这是一个解决方案(部分基于@jvj的输入),通过尝试计算raster::extract
线上提供的单元中心的正交投影,然后计算沿线的距离。
(这是一个 R 初学者脚本,可能很容易改进,但似乎有效(当然仅适用于投影距离相关的栅格))
vals <- extract(r, line, cellnumbers=TRUE)[[1]]
cellsxy <- xyFromCell(r, vals[,1]) # coordinates of intersected cells (likely not ON the line)
linexy = spsample(line, 1000, "regular") # get the line as points
linexy <- matrix(cbind(linexy$x, linexy$y), ncol=2) # easier than Spatial object for later
orthoproj <- c() # to store the orthogonal projections of cells centres on the line
for (i in 1:nrow(cellsxy)) {
xypt = cellsxy[i,]
min.index <- which.min(spDistsN1(linexy, xypt))
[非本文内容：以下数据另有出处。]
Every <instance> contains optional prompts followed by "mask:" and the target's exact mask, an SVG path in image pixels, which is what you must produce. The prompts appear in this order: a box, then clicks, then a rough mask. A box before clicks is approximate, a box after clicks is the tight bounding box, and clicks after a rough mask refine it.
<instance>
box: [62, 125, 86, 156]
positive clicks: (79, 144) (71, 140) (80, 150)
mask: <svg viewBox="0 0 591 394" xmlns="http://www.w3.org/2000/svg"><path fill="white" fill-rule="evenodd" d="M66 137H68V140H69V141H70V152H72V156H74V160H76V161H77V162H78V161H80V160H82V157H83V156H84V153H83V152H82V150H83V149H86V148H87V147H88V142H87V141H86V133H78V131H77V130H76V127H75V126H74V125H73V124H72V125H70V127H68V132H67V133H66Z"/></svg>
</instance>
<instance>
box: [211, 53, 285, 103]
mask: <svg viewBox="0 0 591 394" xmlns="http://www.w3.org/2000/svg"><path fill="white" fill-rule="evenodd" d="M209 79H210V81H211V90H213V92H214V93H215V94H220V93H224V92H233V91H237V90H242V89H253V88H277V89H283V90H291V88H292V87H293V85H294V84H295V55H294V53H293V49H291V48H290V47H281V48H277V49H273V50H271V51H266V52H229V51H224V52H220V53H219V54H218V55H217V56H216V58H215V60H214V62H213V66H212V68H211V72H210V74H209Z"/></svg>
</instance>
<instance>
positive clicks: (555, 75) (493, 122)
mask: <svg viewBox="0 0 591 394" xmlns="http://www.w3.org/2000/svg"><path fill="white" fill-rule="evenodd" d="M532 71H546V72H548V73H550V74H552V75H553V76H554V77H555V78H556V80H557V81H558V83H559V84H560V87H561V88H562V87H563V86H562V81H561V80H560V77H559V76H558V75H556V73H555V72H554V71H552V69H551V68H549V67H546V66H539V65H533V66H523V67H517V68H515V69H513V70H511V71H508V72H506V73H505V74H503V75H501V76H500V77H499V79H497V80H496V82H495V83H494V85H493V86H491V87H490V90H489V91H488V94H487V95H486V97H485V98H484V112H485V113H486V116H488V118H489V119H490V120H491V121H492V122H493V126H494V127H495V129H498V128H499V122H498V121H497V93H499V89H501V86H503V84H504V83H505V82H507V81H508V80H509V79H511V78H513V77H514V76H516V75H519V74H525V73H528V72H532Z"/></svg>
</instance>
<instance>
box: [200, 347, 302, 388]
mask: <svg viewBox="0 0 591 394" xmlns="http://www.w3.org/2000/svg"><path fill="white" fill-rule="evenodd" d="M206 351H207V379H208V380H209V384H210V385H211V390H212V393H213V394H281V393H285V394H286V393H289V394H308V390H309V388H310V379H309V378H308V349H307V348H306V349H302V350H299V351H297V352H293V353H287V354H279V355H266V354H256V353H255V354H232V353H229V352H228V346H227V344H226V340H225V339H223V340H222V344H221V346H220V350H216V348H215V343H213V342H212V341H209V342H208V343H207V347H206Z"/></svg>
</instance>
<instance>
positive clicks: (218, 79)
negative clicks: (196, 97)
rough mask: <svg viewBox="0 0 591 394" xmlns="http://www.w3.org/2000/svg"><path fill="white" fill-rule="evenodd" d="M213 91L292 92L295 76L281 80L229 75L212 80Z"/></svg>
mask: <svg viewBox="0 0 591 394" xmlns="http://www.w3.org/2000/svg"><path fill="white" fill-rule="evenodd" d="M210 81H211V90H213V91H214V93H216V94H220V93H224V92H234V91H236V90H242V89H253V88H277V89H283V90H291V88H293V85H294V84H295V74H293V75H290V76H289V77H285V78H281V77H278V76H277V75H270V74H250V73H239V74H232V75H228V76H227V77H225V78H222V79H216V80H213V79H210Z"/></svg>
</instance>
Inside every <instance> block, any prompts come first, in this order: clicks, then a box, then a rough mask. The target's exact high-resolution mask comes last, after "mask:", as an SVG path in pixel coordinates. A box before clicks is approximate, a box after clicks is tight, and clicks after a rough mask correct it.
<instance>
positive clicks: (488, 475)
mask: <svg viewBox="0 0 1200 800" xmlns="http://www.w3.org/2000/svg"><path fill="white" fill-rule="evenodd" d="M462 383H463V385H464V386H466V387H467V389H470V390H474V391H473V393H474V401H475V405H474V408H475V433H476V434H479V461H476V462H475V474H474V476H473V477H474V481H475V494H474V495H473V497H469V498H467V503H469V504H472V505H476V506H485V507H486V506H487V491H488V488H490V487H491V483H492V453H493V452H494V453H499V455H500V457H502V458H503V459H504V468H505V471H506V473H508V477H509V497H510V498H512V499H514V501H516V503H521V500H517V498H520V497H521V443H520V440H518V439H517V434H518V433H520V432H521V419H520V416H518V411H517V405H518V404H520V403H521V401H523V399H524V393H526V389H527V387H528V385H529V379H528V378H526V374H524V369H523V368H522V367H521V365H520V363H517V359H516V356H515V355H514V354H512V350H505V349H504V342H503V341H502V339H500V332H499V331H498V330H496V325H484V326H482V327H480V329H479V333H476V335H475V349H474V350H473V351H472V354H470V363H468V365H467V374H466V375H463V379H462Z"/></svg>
orthopt <- linexy[min.index, ] # orthogonal projections = smaller distance
orthoproj <- c(orthoproj, c(orthopt[1], orthopt[2]))
}
orthoproj <- matrix(orthoproj, ncol=2, byrow=T)
orthoproj <- data.frame(x=orthoproj[,1], y=orthoproj[,2])
orthoproj <- orthoproj[order(orthoproj[,1]),] # reorder with increasing distance
orthoproj <- data.frame(x=orthoproj$x, y=orthoproj$y)
start <- linexy[which.min(linexy[,1]),] # leftmost coordinate of the line
dists <- apply(orthoproj, 1,
function(xy, start) sqrt(sum((xy-start)^2)),
start=start) # distances between 'start' and the orthogonal projections
plot(dists, rev(vals[,2]), type='o') # !! beware: order of 'vals' and 'dists'
# depending on the order in which cellnumbers are returned
# in raster::extract and the shape of your line !!